Produksi dan Mekanisme Kerja IPV ( Inactive Polio Vaccine )  dan Dampak Penggunannya Bagi Kesehatan Bayi
Production and Mechanism of IPV (Inactive Polio Vaccine) and the impact of its consumer for Baby Health
Tika Putri Agustina

Abstrack
Polio is an infectious disease caused by the poliovirus, which can attack nerve cells in the brain and spinal cord us. Symptoms include fever, headache, sore tenggoroka, and vomiting.

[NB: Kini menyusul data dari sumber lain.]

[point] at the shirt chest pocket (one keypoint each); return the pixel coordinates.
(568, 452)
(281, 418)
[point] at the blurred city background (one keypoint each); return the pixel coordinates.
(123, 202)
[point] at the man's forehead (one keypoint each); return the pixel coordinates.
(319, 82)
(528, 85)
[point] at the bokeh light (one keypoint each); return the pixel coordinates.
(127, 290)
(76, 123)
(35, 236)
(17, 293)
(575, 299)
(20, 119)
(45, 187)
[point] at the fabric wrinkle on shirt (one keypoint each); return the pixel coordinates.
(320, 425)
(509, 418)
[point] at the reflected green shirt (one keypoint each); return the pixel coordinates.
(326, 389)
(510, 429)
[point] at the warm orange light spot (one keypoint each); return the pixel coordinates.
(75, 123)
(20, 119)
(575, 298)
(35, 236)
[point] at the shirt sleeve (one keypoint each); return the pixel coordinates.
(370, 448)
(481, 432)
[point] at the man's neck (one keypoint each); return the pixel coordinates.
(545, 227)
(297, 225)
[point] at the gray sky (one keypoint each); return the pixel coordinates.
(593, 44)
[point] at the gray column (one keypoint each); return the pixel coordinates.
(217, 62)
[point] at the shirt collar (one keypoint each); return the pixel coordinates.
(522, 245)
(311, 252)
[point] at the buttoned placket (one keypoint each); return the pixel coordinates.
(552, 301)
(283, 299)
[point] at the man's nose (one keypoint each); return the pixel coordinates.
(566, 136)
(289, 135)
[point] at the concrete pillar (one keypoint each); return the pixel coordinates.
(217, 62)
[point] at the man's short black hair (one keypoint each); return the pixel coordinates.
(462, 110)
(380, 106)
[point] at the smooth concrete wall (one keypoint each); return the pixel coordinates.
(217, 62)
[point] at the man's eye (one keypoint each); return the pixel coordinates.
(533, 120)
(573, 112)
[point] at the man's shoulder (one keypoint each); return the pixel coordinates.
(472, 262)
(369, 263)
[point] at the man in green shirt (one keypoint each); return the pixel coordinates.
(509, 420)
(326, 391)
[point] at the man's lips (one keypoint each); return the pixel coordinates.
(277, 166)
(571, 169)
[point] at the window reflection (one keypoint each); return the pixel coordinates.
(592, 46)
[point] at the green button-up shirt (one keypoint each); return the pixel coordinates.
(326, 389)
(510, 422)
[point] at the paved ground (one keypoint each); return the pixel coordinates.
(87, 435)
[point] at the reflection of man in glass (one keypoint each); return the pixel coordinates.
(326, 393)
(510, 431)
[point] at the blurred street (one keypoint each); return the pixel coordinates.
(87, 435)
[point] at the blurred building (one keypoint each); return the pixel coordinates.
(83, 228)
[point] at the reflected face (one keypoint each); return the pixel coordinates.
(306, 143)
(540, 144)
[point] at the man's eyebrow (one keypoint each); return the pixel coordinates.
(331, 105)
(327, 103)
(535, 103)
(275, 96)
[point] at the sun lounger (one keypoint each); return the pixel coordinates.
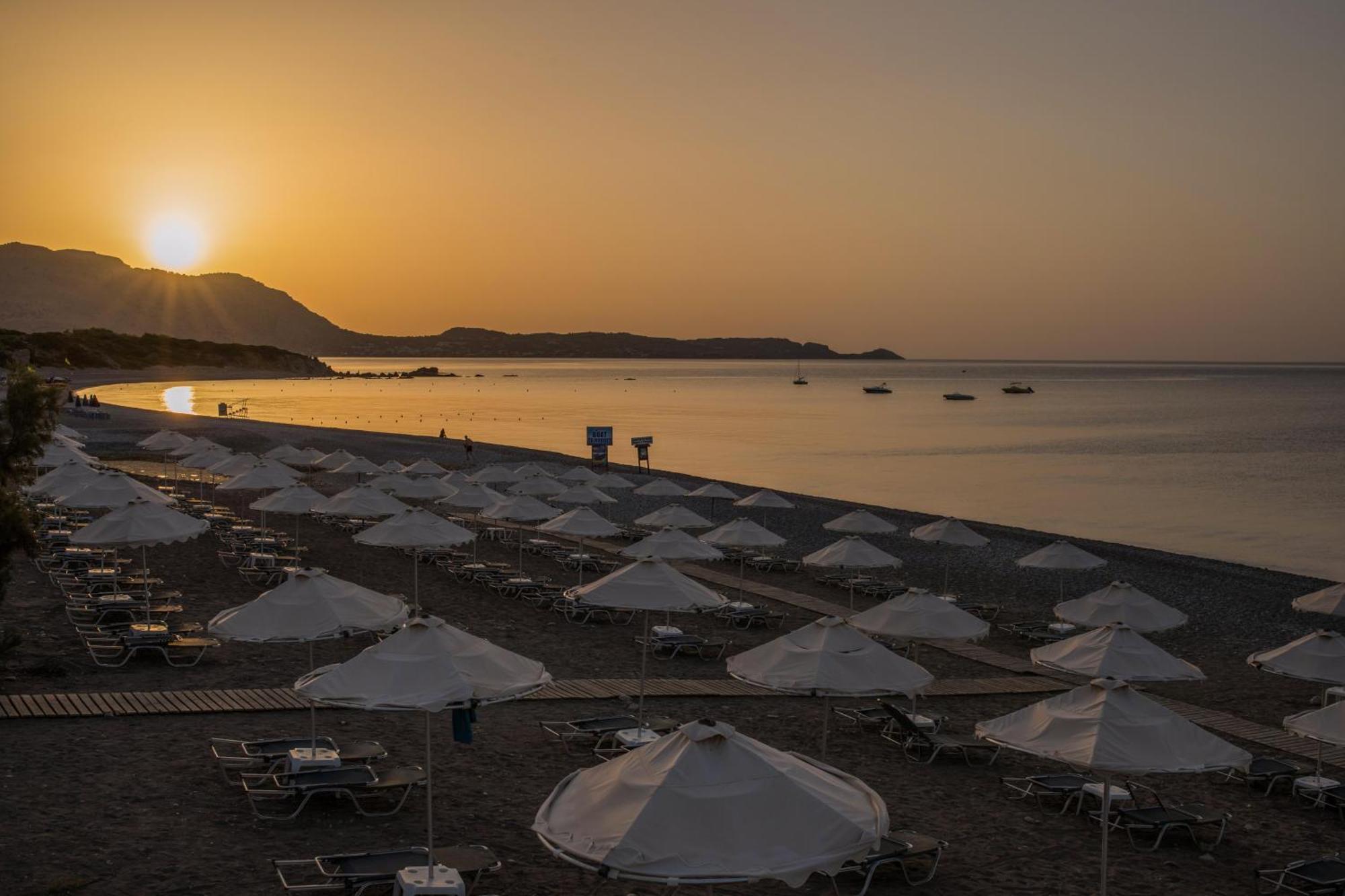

Poliovirus is a virus that does not have a sheath or envelope. The virus is able to deliver their nucleocapsids into the host cell cytoplasm. Poliovirus containing a single strand of RNA in an icosahedral capsid. Polio vaccine production is done by weakening poliovirus.Vaksin antigenic preparations containing substances that can induce an active immunity and typical in humans. Usually vaccines are used to prevent polio IPV (Inactive Polio Vaccine). Mechanism of IPV in creating immune kesehatn sometimes DAPT affects on children.

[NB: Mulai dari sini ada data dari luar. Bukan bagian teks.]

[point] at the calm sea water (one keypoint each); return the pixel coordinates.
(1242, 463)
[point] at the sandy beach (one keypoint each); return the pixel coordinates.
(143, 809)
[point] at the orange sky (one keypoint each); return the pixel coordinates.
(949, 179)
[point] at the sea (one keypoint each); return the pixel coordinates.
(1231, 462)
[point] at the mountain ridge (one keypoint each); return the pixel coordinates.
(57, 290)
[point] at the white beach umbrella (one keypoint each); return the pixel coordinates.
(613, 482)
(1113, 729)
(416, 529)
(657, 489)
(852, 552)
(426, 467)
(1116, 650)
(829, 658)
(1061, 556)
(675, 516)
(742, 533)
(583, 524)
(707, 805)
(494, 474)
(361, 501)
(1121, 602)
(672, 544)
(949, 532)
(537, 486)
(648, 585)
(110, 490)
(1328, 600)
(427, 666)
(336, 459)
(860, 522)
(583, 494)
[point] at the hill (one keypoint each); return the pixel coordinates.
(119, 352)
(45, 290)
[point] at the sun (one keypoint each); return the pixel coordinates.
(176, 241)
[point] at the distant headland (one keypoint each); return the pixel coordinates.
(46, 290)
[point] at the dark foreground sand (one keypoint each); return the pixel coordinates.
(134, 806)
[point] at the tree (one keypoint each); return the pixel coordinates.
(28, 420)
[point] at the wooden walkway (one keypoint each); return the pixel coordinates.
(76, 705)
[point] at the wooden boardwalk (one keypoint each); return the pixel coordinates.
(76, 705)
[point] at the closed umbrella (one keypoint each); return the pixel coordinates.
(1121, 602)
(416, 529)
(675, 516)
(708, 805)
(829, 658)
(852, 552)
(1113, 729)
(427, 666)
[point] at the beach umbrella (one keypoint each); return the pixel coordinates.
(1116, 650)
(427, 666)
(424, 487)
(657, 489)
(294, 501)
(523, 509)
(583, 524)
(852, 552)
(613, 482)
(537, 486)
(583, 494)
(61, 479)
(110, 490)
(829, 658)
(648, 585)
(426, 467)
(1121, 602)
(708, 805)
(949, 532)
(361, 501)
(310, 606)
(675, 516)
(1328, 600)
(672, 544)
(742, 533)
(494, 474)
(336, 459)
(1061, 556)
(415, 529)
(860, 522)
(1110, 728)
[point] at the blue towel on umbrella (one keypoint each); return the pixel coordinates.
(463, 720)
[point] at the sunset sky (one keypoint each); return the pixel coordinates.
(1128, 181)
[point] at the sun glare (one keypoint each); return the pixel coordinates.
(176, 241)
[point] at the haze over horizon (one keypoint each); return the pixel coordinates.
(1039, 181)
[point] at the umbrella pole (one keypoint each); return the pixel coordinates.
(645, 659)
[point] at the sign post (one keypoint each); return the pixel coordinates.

Key word: Polio, poliovirus, vaccine, IPV, IPV production, Mechanism of IPV
Abstrak
Polio adalah penyakit menular yang disebabkan oleh poliovirus,  yang dapat menyerang sel-sel syaraf didalam otak dan sumsum tulang belakang kita. Gejalanya termasuk demam, sakit kepala, sakit tenggoroka, dan muntah. Poliovirus adalah virus yang tidak mempunyai selubung atau amplop. Virus ini mampu memberikan nukleokapsid mereka ke sitoplasma sel inangnya. Poliovirus berisi untaian tunggal RNA dalam suatu kapsid icosahedral. Produksi vaksin polio dilakukan dengan melemahkan poliovirus.Vaksin adalah sediaan yang mengandung zat antigenic yang mampu menimbulkan kekebalan aktif dan khas pada manusia. Biasanya vaksin yang digunakan untuk mencegah polio adalah IPV (Inactive Polio Vaccine). Mekanisme Kerja IPV dalam menciptakan kekebalan tubuh terkadang dapt mempengaruhi kesehatn pada anak.

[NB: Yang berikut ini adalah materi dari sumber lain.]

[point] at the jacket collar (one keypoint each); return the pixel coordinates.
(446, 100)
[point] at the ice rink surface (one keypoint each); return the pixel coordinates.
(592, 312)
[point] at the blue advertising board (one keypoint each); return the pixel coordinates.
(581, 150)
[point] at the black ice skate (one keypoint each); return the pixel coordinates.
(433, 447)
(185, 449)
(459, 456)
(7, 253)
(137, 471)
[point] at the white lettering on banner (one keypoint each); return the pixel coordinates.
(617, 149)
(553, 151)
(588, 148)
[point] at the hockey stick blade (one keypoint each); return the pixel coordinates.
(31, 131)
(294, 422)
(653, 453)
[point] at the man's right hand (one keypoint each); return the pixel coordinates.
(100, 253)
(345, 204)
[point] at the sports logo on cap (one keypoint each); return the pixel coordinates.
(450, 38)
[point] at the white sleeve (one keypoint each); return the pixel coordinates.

Key word : Polio, Poliovirus, Vaksin, IPV, Produksi IPV, Mekanisme Kerja IPV


Pendahuluan
            Polio adalah sebuah kata yang sudah tidak asing lagi ditelinga kita. Polio biasa kita sebut sebagi suatu penyakit yang menyebabkan kelainan pada anak-anak seperti kelumpuhan. Poliomietis atau polio adalah penyakit paralisis atau lumpuh yang disebabakan oleh virus. Agen pembawa penyakit ini adalah Poliovirus atau sering disebut dengan PV. Virus ini masuk ke dalam tubuh melalui mulut, menginfeksi saluran usus. Kemudian memasuki aliran darah dan mengalir ke sisitem saraf pusat selanjutkan virus tersebut akan menyebabakan melemahnya otot dan kadang dapat menimbulkan kelumpuhan (paralis) pada beberapa orang yang terinfeksi poliovirus (Wikipedia).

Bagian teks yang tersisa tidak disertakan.